Theory of Phenomenological Coefficients in Solid-State Diffusion. III. Limiting Law Conductance for Pure Ionic Crystals

Abstract

The cycle diagrams of the previously derived cluster expansions are studied in detail for pure ionic crystals containing Schottky defects. The chain diagram approximation for the equilibrium pair correlation function is employed throughout. Some diagrams are then zero and the remainder yield, in the continuum limit, the Onsager limiting law for the relaxation effect for the conductance at zero frequency. The coefficient of the correction of lowest order in κa to this limiting law which arises when the cycle diagrams are evaluated allowing for the discreteness of the lattice is determined for the NaCl structure.
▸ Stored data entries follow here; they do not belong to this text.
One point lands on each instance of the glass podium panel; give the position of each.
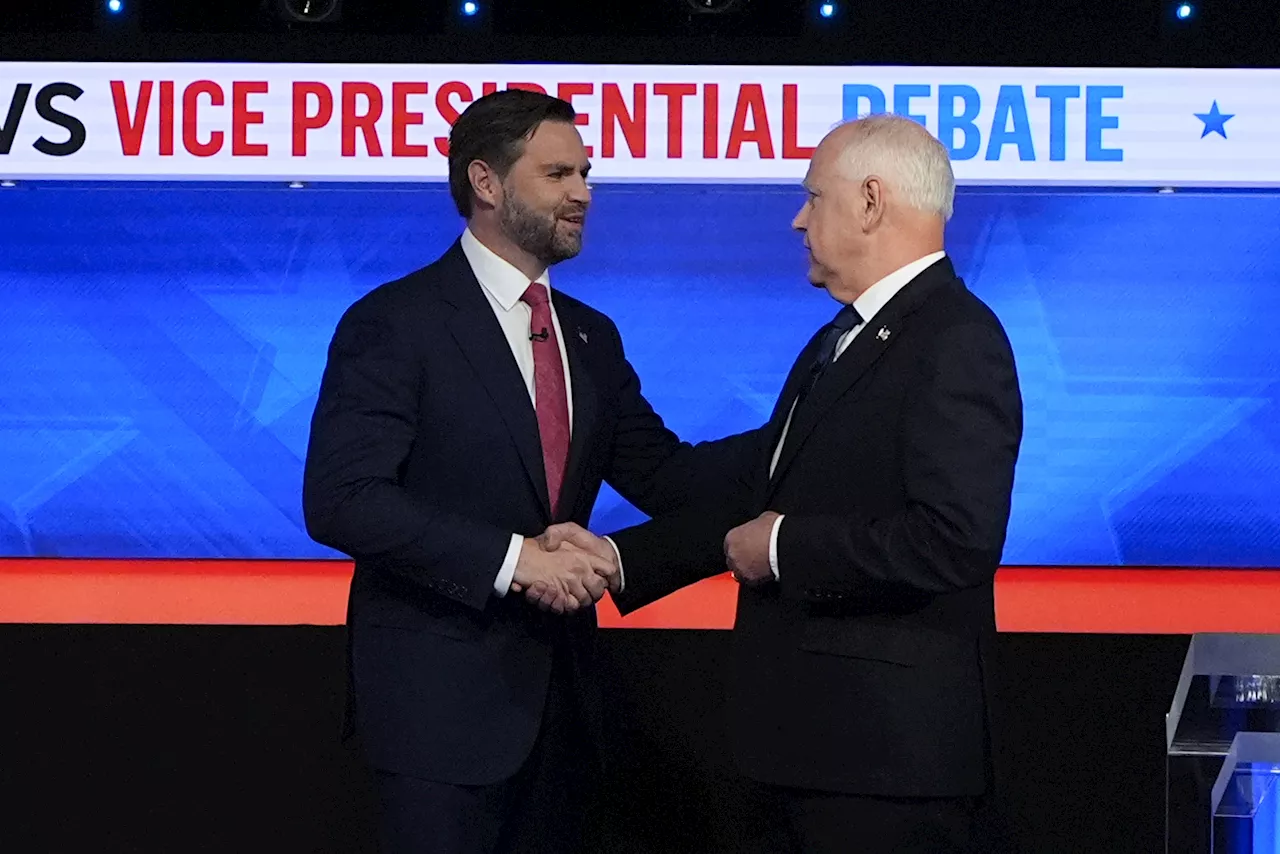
(1229, 684)
(1246, 813)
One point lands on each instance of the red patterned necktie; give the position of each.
(552, 400)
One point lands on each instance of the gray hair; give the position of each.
(905, 155)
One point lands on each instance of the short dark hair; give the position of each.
(494, 129)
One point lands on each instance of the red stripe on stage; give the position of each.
(1054, 599)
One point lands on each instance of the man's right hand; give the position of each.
(572, 534)
(561, 580)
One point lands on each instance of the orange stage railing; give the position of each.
(1052, 599)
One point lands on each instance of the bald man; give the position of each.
(867, 526)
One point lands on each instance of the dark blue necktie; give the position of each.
(845, 319)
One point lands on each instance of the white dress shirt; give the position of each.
(503, 286)
(867, 305)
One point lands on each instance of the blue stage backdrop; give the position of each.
(161, 346)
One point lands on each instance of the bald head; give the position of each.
(881, 191)
(903, 154)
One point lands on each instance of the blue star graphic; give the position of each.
(1215, 120)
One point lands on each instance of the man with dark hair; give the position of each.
(464, 410)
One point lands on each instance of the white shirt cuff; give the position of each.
(508, 566)
(773, 546)
(622, 579)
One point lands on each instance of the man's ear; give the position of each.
(872, 193)
(484, 183)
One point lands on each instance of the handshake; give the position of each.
(566, 569)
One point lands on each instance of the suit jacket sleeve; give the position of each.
(361, 433)
(963, 430)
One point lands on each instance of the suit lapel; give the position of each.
(480, 338)
(867, 347)
(579, 345)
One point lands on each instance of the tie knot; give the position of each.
(846, 319)
(535, 295)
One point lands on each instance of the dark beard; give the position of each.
(536, 233)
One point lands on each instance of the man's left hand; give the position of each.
(746, 549)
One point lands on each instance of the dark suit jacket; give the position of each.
(863, 670)
(424, 460)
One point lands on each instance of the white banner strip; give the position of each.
(641, 123)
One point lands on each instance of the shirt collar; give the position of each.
(502, 281)
(877, 296)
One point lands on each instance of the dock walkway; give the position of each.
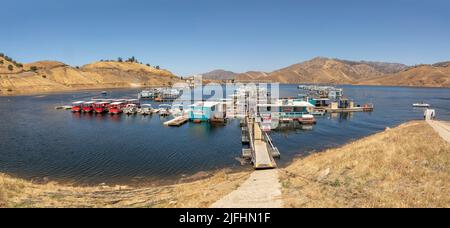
(442, 128)
(261, 149)
(261, 190)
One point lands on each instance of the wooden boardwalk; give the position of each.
(261, 148)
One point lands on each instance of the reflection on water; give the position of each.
(37, 141)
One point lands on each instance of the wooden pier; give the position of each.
(261, 151)
(177, 121)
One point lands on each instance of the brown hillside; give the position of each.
(320, 70)
(53, 76)
(437, 75)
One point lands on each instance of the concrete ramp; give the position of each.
(263, 158)
(261, 190)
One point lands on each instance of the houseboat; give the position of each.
(146, 109)
(116, 107)
(77, 106)
(101, 107)
(88, 106)
(207, 111)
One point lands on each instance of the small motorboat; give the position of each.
(88, 106)
(164, 110)
(115, 107)
(77, 106)
(421, 105)
(307, 119)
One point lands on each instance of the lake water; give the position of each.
(37, 141)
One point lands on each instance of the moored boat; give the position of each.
(421, 105)
(307, 119)
(77, 106)
(130, 109)
(116, 107)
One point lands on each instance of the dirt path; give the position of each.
(261, 190)
(441, 127)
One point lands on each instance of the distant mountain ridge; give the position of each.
(53, 76)
(338, 71)
(219, 75)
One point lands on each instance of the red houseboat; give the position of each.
(116, 107)
(88, 106)
(77, 106)
(101, 107)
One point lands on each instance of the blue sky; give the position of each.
(200, 35)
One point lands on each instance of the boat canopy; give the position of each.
(207, 104)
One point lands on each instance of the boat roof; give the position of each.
(207, 104)
(290, 104)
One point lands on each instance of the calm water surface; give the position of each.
(37, 141)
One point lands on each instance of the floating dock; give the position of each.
(177, 121)
(261, 151)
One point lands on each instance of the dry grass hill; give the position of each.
(437, 75)
(52, 76)
(336, 71)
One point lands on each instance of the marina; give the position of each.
(96, 148)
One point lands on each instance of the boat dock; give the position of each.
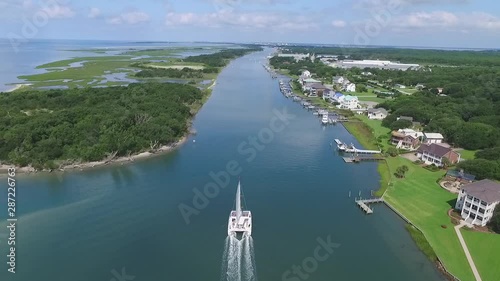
(352, 149)
(359, 159)
(363, 204)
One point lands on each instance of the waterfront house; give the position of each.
(433, 138)
(349, 102)
(337, 97)
(306, 74)
(435, 153)
(350, 87)
(420, 86)
(377, 113)
(477, 201)
(309, 80)
(406, 139)
(339, 80)
(405, 118)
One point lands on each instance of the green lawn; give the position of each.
(467, 154)
(425, 204)
(485, 250)
(419, 198)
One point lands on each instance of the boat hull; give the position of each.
(242, 227)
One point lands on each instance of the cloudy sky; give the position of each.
(436, 23)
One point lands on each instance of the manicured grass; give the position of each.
(420, 199)
(425, 204)
(422, 243)
(385, 178)
(485, 251)
(374, 99)
(467, 154)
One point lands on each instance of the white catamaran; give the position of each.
(240, 222)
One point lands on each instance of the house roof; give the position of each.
(486, 190)
(377, 110)
(317, 86)
(310, 80)
(405, 118)
(435, 149)
(433, 136)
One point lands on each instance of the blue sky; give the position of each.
(437, 23)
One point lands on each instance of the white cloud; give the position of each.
(94, 13)
(246, 20)
(129, 18)
(339, 23)
(446, 20)
(58, 11)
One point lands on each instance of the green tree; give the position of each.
(392, 151)
(401, 124)
(495, 220)
(481, 168)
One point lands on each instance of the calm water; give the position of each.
(28, 55)
(83, 225)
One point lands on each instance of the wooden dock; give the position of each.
(359, 159)
(363, 204)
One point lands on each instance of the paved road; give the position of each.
(466, 250)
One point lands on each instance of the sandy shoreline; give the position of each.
(87, 165)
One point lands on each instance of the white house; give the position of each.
(377, 113)
(337, 97)
(349, 102)
(434, 153)
(433, 138)
(339, 80)
(477, 201)
(306, 74)
(351, 87)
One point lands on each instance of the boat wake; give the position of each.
(238, 263)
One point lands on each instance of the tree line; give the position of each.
(45, 128)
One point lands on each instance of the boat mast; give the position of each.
(238, 203)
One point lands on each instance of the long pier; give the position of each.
(363, 204)
(352, 149)
(358, 159)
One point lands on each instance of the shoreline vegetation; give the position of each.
(71, 138)
(416, 196)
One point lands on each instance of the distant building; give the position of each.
(340, 80)
(375, 64)
(297, 57)
(420, 86)
(433, 138)
(351, 87)
(406, 139)
(377, 113)
(477, 201)
(435, 153)
(405, 118)
(349, 102)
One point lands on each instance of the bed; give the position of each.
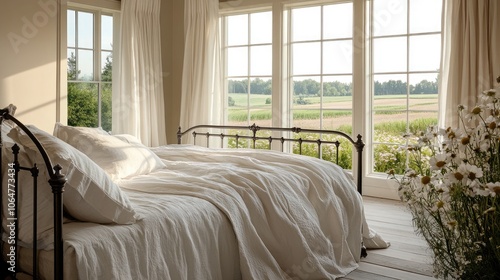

The predictions of this correction are compared with exact numerical evaluations of the cycle diagrams. The corrections from the time-dependent correlation terms are well approximated by the analytic result and are very close to those predicted by the Pitts ion-size correction for electrolyte solutions. However, the remaining corrections from the time-independent correlation terms are but poorly represented by the analytic result and tend to cancel the other corrections. It is concluded that the major approximation in the use of the Onsager limiting law is the use of the chain diagram approximation for the pair correlation function (equivalent to the Debye–Hückel linearized result in the continuum limit) and this is probably relatively more important than effects arising from the discreteness of the lattice or corrections arising from the dynamics of vacancy pairs, triplets, etc. Further numerical study of this point is required. The generalization of the results to Frenkel defects is considered briefly but without detailed results.